In a high-rent city with a growing homeless problem and a need for hundreds of thousands of new units, a downtown apartment building is essentially off-limits to renters, according to labor and housing advocates.

They allege a downtown building advertised as “Level Furnished Living” is operating as a hotel or “extended stay,” Airbnb-style short-term rental in violation of city law. Organizations led by hotel workers union UNITE Here Local 11 have sent a “request to investigate” the situation to Vincent Bertoni, director of the City Planning Department. The request was signed by a number of housing advocates, including Larry Gross, executive director of the Coalition for Economic Survival.

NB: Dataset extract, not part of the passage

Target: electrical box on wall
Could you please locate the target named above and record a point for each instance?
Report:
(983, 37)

The 303-unit building is operated by Vancouver-based developer Onni Group, which says it has full permission from the city to run the complex this way. Its website offers immediate booking unless customers are seeking “30+ nights” of accommodation, in which case they're invited to inquire about terms.

“Onni Group’s Level Furnished Living property located at 888 S. Olive St. is an extended-stay apartment building with various length lease terms,” Mark Spector, the firm's senior development manager, said via email. “This use is permitted under the zoning.”

The investigation request argues that city approvals — issued in 2009, 2010, 2012 and 2014 for the mixed-use structure, its parking and blueprints — all describe the development as “residential.” The approvals cited the “growing demand for housing,” according to the letter. If the structure was anything other than residential, labor and housing advocates say, it would have had to have been green-lit as a hotel and pay city hotel taxes. Even Airbnb has agreed to pay city hotel taxes.

Spector of Onni indicated that the rules are flexible and that the city is working on a final determination regarding the building's short-term stays. “Earlier this year we received notice from the city regarding the flexible apartment lease length at Level and worked with the city to clear up the ambiguity around transient occupancy residential structures, which are a permitted use downtown,” he said.

“Onni took further steps and to be abundantly conservative obtained a transient occupancy residential permit for the building,” he added. “The minor work associated with this clarification permit will be completed in two weeks.”

We reached out to a spokeswoman for the planning department but have not received a response.

Cynthia Strathmann, executive director of Strategic Actions for a Just Economy (SAJE), who also signed the investigation request, argues the building is one of many that's helping to exacerbate the city's housing crisis, which has been fueled by high rents and low vacancy rates.

“SAGE is very concerned about removing housing stock from the market and turning it into other kinds of products,” she says. “Housing pressure is coming in part from low inventory.”